I have a lot of fall color photography from the last 35 years. Great groups of aspens on a mountainside, full frame images of hillsides in New Hampshire’s White Mountains, aspen lined canyons in the Oregon desert, and much more from many places.
On my last trip to the Great Smoky Mountains teaching a photography workshop with my friend Lewis Kemper during fall color, it was a warm, wet fall and the big landscapes weren’t that great.
I have been here to this overlook at Dallas Divide in Colorado many times and it is amazing….and usually crowded in fall.
During my visits the weather has been ‘perfect’ and other times sunny. What I mean is that one time the sky was so clear, it was hot, and it just was not that great compared to this visit when a storm was passing through and even leaving a dusting of snow on the mountains.
I love photographing in crappy weather! Some of my best or maybe favorite images happened when the weather sucked.
When it is overcast or even raining, specular highlights created by the sun give way to diffused highlights from the overcast. Scene contrast is lowered and colors become more vibrant.
Photographing this image made me realize that fall color that we all love and cherish photographing, is not all about trees.

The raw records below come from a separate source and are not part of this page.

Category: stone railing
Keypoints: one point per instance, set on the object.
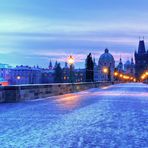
(29, 92)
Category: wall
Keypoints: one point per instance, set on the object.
(29, 92)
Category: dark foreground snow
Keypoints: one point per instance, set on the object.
(111, 117)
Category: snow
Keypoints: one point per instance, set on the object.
(115, 116)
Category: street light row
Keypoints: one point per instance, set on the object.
(122, 76)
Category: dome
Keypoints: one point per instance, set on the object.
(106, 58)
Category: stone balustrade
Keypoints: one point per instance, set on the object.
(19, 93)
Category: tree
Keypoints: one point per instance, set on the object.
(89, 69)
(58, 74)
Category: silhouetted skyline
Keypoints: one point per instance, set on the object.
(33, 32)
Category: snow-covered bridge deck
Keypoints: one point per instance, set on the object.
(114, 116)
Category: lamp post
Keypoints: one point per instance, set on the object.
(71, 62)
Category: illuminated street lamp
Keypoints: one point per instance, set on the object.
(71, 62)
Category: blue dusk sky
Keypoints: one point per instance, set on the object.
(34, 31)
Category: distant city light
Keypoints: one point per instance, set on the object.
(18, 77)
(105, 70)
(70, 60)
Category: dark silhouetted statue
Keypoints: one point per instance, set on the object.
(58, 74)
(89, 69)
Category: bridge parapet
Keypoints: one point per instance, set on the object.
(19, 93)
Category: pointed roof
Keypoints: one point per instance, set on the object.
(141, 48)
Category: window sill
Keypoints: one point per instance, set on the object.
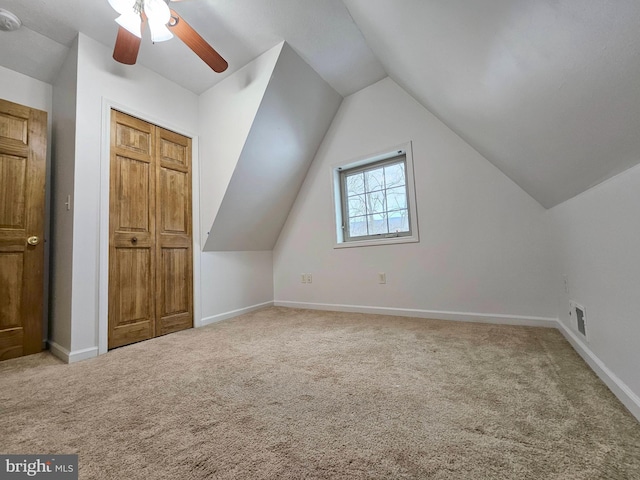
(377, 241)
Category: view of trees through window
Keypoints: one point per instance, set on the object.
(376, 199)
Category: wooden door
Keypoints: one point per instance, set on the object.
(174, 244)
(23, 147)
(150, 253)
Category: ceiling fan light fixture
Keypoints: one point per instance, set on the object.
(131, 22)
(159, 32)
(158, 14)
(157, 11)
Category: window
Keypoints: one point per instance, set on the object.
(374, 200)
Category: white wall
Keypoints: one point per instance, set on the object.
(64, 155)
(141, 92)
(294, 115)
(597, 236)
(18, 88)
(232, 282)
(24, 90)
(484, 243)
(227, 111)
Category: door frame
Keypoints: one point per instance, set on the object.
(103, 247)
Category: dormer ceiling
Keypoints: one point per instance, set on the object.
(546, 90)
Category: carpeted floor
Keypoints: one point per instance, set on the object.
(292, 394)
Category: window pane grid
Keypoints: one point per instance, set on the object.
(376, 200)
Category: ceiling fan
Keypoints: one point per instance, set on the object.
(163, 23)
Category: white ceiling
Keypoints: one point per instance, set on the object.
(320, 31)
(547, 90)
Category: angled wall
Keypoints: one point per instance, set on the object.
(484, 243)
(226, 114)
(293, 117)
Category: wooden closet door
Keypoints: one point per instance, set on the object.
(150, 232)
(174, 274)
(23, 150)
(132, 231)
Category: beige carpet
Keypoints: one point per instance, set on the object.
(292, 394)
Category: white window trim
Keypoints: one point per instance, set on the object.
(406, 149)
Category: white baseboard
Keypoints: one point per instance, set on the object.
(72, 357)
(233, 313)
(435, 314)
(620, 389)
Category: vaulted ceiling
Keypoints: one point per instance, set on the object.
(546, 90)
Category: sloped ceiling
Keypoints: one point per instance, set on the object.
(547, 90)
(320, 31)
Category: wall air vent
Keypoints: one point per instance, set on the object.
(579, 316)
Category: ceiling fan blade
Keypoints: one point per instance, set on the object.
(195, 42)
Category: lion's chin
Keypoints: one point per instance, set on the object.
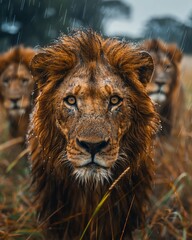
(92, 175)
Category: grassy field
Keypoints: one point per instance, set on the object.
(170, 214)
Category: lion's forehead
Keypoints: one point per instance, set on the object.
(16, 71)
(100, 83)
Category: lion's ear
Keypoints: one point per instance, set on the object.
(145, 70)
(39, 68)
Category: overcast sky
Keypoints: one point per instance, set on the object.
(143, 10)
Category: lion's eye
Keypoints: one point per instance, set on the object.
(115, 100)
(70, 100)
(25, 81)
(167, 66)
(5, 82)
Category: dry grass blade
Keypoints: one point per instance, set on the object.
(103, 200)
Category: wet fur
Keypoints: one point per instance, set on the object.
(65, 204)
(17, 56)
(171, 111)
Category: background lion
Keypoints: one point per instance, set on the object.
(92, 121)
(165, 89)
(16, 86)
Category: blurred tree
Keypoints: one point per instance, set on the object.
(37, 22)
(170, 30)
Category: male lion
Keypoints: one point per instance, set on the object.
(165, 89)
(92, 121)
(16, 86)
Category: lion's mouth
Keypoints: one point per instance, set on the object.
(17, 111)
(92, 165)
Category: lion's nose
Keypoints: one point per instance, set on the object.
(91, 147)
(15, 101)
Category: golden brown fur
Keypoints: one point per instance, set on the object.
(165, 88)
(16, 86)
(92, 120)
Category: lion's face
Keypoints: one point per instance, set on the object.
(92, 115)
(16, 85)
(162, 82)
(166, 59)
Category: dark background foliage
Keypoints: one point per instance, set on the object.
(35, 22)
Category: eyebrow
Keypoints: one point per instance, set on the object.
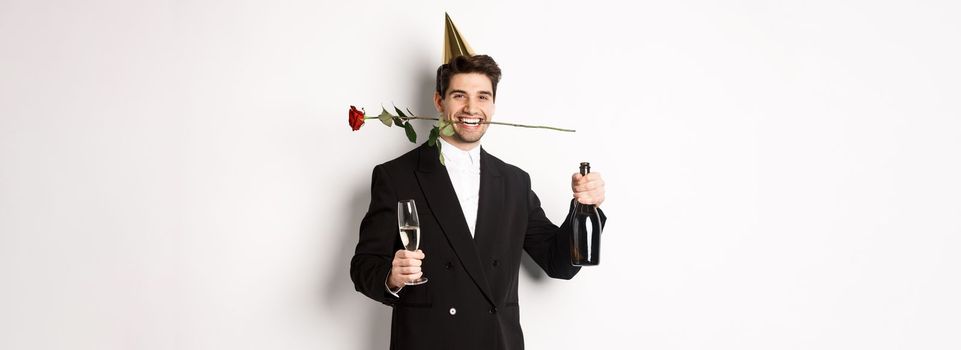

While I was photographing the amazing aspens in Colorado, I found amazing color closer to the ground.
These plant species, as best as I recall, were not more than 5-6″ across from left side the right side and literally were ground cover.
I dont know what they are but it look to me that they were having their own fall color transformation. The icing on the cake so to speak, literally, is that light coating of frost that added the edges and some white sparkles to the leaves.